If you only had two years left to live, what would you do? I'm not trying to be inspiration and I'm not trying to seem sadistic. I'm honestly asking the question. This isn't about the people that you would tell you love them or final wishes, it's simply a question of where you would choose to be and with whom. I only ask because when I think about it myself, sitting in a dorm room in Eugene while the day comes to an end could not possibly be anywhere on the list.
It seems so terribly depressing to me that we live in the routines that we do. I would hate to be so cliche as to wake up each morning thinking of Gandhi's words "live as if you were to die tomorrow..."but I would also hate to die tomorrow having lived this as my last day.
Today, I serve no greater purpose. I attended classes. I love learning, I love lectures in particular, but the classes I attended today are the two classes that I'm taking simply because they are good transfer credits to have. My day today was such a small piece in "my plan," but I didn't bring happiness to myself or anyone else.
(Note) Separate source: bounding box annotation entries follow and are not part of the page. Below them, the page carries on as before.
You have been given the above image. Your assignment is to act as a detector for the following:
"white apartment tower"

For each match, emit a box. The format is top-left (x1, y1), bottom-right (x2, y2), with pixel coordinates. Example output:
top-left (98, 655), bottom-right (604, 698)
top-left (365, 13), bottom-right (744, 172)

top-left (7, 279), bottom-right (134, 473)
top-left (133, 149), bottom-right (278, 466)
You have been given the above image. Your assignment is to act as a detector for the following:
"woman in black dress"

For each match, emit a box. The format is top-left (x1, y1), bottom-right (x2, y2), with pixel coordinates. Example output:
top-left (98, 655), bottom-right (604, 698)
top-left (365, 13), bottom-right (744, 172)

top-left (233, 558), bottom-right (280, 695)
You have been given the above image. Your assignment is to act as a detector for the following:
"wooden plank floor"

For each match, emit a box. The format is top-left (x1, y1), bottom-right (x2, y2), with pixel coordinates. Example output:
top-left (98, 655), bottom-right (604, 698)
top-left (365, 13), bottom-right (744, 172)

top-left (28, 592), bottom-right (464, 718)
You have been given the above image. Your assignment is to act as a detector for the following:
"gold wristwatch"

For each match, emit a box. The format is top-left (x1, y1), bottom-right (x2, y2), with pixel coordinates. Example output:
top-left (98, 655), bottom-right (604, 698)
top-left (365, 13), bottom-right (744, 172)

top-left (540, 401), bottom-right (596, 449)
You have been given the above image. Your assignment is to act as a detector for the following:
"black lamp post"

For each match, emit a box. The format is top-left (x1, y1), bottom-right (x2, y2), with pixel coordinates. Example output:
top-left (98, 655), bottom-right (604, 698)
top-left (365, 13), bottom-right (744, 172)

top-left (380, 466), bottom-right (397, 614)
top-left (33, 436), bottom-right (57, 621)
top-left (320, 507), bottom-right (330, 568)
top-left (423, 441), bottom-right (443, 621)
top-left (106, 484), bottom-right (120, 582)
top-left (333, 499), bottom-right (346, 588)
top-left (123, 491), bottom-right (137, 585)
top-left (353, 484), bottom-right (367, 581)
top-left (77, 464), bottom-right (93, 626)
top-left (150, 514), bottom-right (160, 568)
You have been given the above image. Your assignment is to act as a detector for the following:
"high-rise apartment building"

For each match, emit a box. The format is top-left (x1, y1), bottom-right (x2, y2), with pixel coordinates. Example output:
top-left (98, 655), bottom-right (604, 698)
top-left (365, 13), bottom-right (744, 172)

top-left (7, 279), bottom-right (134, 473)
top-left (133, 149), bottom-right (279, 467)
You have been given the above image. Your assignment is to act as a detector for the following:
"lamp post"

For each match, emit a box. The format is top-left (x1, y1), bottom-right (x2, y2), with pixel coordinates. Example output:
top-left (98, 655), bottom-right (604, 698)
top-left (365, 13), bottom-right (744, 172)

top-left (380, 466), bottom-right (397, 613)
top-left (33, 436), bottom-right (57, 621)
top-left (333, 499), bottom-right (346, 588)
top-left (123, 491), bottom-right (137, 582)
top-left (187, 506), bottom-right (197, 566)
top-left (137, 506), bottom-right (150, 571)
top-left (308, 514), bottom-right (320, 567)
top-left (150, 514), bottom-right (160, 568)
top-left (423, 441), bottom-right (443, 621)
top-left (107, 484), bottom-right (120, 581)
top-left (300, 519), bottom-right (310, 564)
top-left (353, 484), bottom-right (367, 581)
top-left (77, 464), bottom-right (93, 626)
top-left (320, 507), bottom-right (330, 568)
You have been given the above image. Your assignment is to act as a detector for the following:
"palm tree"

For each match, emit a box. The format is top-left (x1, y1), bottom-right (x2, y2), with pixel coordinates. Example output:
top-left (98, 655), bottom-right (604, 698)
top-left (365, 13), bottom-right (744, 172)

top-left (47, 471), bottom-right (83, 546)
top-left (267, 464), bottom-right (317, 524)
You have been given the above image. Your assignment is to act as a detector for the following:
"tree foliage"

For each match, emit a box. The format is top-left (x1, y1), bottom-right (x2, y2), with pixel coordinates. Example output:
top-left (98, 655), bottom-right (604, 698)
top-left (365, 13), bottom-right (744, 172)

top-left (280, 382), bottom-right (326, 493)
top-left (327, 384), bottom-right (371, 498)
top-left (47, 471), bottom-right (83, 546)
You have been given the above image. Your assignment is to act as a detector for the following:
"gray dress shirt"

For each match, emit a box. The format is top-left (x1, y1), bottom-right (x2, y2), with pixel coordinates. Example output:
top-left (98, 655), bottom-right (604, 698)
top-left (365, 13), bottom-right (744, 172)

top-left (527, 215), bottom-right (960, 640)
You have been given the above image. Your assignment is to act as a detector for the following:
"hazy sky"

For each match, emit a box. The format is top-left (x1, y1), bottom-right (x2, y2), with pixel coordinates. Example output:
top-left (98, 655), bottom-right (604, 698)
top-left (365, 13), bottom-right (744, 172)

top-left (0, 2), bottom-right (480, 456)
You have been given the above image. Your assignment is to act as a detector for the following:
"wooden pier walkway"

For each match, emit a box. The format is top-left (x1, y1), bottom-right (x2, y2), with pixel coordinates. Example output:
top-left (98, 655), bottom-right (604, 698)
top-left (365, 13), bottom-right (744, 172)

My point is that what I want to do isn't what I'm doing. I don't know which is worse, the thought that it's true or the idea that I'm only one of many it's true for.
Maybe, just maybe, you'd like to spend the summer in Montreal or Paris with me?
We could rent month to month using something like http://www.lodgis.com/ and somehow, SOMEHOW obtain work visas. That just seems like the most pleasant thing to do. Work all morning in a cute little bakery or cafe and spend the day walking and reading under the sun. If we can't get visas, maybe we could just go to New York? I don't know, those seem like the best options I could think up if we're going to talk about living the lives we actually desire to wake up living.